И я сказал, стараясь говорить спокойно, неизменившимся голосом: мне надо на минутку выйти, Сара. И из мастерской донесся голос Сары, вынырнувшей из сказки о веселой лягушке, – она спросила: куда?
– В Атенеу. (Клянусь, я сказал, что иду в Атенеу, – как-то само так получилось.)
– А… (А ей-то откуда знать, poveretta[305].)
– Да, сейчас вернусь. (Maestro dell’inganno[306].)
– Сегодня твоя очередь готовить ужин. (Innocente e angelica[307].)
– Да-да, не волнуйся. Я скоро. (Traditore[308].)
– Все в порядке? (Compassionevole[309].)
– Что ты, конечно! (Bugiardo, menzognero, impostore[310].)

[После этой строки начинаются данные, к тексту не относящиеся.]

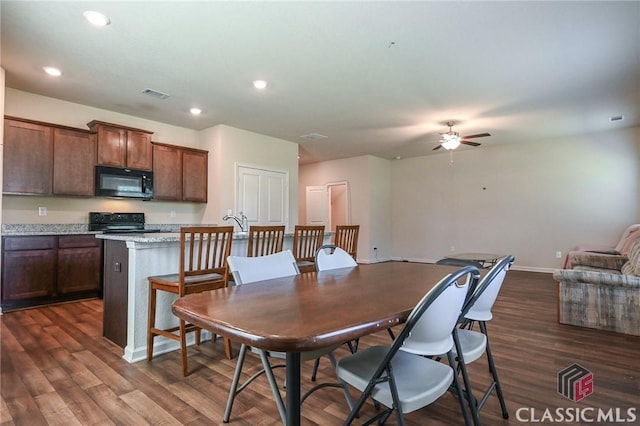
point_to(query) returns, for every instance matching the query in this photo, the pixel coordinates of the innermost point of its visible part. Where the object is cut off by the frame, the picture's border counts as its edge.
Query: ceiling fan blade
(479, 135)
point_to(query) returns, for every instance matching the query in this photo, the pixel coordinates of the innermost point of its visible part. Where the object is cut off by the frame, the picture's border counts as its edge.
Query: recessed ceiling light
(96, 18)
(260, 84)
(52, 71)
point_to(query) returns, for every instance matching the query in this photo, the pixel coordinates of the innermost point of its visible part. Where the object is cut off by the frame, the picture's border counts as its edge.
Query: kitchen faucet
(241, 221)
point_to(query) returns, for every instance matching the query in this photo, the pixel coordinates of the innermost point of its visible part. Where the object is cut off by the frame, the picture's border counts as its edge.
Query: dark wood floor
(57, 369)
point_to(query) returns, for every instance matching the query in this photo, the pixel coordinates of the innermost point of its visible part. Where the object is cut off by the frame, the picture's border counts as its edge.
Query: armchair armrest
(595, 260)
(572, 276)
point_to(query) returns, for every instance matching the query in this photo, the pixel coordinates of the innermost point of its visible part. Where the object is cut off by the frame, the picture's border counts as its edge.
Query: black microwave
(125, 183)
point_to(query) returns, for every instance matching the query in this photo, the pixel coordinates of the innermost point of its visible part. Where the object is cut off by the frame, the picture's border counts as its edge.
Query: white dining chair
(247, 270)
(401, 376)
(330, 256)
(473, 344)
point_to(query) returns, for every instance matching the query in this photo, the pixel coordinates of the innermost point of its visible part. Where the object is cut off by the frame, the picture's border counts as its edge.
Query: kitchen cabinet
(116, 299)
(179, 173)
(28, 150)
(74, 161)
(45, 159)
(39, 270)
(121, 146)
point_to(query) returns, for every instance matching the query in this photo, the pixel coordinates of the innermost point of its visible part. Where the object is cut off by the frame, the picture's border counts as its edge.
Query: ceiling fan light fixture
(450, 141)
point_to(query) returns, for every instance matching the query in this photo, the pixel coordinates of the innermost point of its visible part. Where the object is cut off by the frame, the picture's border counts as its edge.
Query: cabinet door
(79, 264)
(74, 160)
(112, 146)
(167, 176)
(194, 176)
(139, 150)
(29, 273)
(28, 154)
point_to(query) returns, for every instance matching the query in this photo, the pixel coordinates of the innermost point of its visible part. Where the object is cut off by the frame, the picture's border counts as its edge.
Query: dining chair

Адриа сбежал, сам не заметив, что, закрывая дверь, он хлопнул ею сильнее, чем нужно, – совсем как его отец много лет назад, когда отправлялся на встречу со своей смертью.
В квартирке, где Муррал обделывал свои дела, я смог рассмотреть замечательную, выдающуюся рукопись. Окончание было напечатано на машинке, но Муррал уверил меня, что в рукописях Маркеса такое часто встречается. Какое наслаждение!
– Сколько?
– Столько.
– Немало!
– Вам виднее.
– Столько.
– Не смешите меня. Буду с вами откровенен, профессор Ардевол: эта рукопись досталась мне, скажем так, несколько рискованным путем, а за риск нужно платить.
– Вы хотите сказать, она краденая?
– Что за слова! Уверяю вас, эти листы не оставили никаких следов.
– В таком случае столько.
– Нет, столько.
– Хорошо.
На такого рода покупки чеки не пробивают. Нужно было ждать до следующего дня; я сгорал от нетерпения. Ночью мне приснилось, что сам Габриель Гарсия Маркес пришел упрекать меня в краже, – я притворялся, что ничего не знаю, и он бегал за мной по квартире с огромным ножом, а я…
– Что с тобой? – спросила Сара, зажигая свет.
Было начало пятого утра, Адриа приподнялся на родительской кровати, которая теперь была нашей. Он тяжело дышал, как после длинного забега.
– Так, ничего… Приснилось…
– Что приснилось?
– Не помню.
Я снова лег. Подождал, пока она погасит свет, и сказал: Маркес бегал за мной по квартире вот с таким ножом и хотел убить.
Тишина. Нет, постель легонько колыхнулась. Наконец Сара расхохоталась. Потом я почувствовал, что она нежно ерошит редкие волосы на моей почти уже лысине, как никогда не делала моя мать. Я почувствовал себя грязным и виноватым, потому что обманывал ее.
За завтраком они молчали, до конца еще не проснувшись. Пока Сара снова заразительно не рассмеялась.
– Что с тобой?
– У тебя даже чудовища в кошмарах – интеллектуалы!
– Он меня правда испугал! Ой, мне же сегодня в университет. (Impostore.)